Ordered that the order is affirmed, with costs.

We find no error in the denial of the defendant’s motion, made pursuant to CPLR 5015 (a) (4), to vacate its default. To this end, we note that service of process at the defendant’s place of business, effected upon the receptionist situated outside the office of the defendant’s president, complied with CPLR 311 (1). Indeed, since the record reveals that service had been effected in this manner on at least six prior occasions, the receptionist was clothed with apparent authority to receive service on behalf of the defendant (cf., Todaro v Wales Chem. Co., 173 AD2d 696, 697; Hoffman v Petrizzi, 144 AD2d 437, 439). In any event, even if the receptionist was not authorized to receive process on the defendant’s behalf, service upon the defendant was still properly effected. We note that the process server observed the defendant’s president in his office a few feet away, heard his presence announced by the receptionist, and unavailingly waited 10 minutes for him to come out and accept service. These facts evince that service was effected in a manner which was calculated to give the corporation fair notice (see, Fashion Page v Zurich Ins. Co., 50 NY2d 265, 272) and, further, that the process server, in the face of the recalcitrant corporate officer, exhibited "due diligence” in fulfilling the statutory requirements of service upon the corporate defendant (see, McDonald v Ames Supply Co., 22 NY2d 111, 115).

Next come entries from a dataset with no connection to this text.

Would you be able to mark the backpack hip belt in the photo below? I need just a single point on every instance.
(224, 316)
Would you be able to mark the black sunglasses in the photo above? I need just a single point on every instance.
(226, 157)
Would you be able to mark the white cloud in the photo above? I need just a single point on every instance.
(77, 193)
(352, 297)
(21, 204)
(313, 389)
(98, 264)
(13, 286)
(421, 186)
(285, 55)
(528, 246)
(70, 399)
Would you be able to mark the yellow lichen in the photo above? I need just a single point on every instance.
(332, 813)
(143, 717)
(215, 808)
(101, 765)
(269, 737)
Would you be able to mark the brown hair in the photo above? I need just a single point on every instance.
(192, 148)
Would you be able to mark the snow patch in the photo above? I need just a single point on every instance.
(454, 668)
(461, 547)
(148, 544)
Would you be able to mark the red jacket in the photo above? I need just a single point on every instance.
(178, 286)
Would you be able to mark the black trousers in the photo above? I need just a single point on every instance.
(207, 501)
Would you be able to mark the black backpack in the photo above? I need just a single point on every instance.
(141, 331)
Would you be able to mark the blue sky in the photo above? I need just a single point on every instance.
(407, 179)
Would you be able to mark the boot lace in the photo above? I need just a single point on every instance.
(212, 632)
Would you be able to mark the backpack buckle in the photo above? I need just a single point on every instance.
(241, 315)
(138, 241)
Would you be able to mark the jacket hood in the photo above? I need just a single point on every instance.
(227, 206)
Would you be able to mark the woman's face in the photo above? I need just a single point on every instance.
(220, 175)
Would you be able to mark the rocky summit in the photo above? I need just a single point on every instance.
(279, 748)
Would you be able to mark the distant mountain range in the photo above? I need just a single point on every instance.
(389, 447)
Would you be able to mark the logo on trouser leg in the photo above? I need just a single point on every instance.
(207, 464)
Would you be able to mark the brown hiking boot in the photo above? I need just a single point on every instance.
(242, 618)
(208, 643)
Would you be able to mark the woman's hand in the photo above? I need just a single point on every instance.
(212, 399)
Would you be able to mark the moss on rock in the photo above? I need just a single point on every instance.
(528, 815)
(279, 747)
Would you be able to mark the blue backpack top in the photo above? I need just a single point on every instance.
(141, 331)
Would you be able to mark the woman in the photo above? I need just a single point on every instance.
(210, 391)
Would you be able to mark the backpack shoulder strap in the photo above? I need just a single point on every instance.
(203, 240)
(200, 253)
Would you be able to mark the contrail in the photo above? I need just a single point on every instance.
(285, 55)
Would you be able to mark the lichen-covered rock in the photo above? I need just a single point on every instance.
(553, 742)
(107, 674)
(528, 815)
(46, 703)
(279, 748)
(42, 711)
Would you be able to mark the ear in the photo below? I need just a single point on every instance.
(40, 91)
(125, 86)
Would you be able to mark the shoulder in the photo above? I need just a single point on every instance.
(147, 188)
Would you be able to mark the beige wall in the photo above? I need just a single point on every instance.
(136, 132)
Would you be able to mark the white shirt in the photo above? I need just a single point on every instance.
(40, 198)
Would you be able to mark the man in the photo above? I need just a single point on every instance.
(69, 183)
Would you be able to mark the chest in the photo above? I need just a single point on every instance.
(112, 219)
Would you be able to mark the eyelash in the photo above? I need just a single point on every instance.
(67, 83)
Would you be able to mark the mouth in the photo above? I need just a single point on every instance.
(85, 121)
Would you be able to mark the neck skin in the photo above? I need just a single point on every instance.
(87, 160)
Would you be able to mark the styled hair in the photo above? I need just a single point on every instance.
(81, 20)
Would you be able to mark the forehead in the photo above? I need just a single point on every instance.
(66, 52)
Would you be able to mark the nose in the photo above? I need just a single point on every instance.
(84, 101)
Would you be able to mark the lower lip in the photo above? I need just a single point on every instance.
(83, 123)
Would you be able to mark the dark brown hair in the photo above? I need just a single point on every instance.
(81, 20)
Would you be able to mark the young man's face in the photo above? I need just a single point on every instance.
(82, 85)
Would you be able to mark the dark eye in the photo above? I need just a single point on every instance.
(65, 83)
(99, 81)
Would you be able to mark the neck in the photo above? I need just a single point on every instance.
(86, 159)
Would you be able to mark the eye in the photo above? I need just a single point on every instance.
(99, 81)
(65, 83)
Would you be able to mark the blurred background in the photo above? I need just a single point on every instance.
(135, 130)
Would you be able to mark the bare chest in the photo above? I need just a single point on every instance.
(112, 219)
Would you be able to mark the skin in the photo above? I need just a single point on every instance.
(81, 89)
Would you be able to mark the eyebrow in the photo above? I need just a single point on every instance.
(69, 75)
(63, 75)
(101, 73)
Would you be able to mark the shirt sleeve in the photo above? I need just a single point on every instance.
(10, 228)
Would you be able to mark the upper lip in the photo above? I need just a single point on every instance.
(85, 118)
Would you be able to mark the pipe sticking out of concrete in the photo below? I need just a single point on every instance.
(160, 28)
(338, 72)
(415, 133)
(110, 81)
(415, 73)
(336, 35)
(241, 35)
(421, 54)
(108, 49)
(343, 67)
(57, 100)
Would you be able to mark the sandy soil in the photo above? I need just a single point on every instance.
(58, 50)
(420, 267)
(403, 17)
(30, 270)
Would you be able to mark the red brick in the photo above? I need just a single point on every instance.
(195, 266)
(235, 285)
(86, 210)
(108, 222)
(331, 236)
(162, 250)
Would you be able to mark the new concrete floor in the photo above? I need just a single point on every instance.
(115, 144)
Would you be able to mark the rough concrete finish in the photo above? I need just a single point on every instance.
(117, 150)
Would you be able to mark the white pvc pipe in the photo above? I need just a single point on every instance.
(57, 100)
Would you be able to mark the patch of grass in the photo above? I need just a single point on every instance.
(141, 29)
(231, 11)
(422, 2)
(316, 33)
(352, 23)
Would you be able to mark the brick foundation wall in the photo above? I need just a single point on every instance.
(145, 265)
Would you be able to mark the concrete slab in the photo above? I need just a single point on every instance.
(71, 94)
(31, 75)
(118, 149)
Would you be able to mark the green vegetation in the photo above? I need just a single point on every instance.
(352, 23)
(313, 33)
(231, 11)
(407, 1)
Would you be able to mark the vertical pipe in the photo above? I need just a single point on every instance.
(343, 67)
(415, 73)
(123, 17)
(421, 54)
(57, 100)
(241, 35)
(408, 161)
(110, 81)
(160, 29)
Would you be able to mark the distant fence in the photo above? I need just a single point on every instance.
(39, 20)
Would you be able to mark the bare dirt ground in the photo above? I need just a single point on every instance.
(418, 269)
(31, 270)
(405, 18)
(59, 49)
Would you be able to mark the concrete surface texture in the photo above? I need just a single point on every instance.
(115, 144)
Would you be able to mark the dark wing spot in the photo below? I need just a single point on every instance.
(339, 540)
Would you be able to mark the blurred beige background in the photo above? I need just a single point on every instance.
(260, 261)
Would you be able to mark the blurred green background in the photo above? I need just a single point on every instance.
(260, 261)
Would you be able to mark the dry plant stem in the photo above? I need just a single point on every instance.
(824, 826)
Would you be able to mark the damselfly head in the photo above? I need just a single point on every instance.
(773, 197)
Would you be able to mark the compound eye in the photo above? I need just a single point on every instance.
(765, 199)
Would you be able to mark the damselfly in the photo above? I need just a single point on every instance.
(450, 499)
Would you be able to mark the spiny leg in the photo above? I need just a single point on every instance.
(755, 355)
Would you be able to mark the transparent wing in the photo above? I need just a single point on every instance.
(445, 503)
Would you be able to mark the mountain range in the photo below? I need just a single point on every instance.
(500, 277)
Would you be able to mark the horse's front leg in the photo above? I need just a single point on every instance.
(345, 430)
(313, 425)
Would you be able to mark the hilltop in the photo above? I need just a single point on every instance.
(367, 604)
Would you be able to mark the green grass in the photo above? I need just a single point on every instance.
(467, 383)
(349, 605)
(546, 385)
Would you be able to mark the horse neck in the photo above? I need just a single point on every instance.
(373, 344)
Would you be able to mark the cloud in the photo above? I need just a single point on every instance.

In addition, since the defendant wholly failed to proffer a reasonable excuse for its default, the Supreme Court properly denied its motion to vacate the default pursuant to CPLR 5015 (a) (1) (see, Torres v Houses "R” Us, 182 AD2d 684; Trapani v Imlug & Seven Corp., 140 AD2d 690, 692). Thompson, J. P., Rosenblatt, Miller and Santucci, JJ., concur.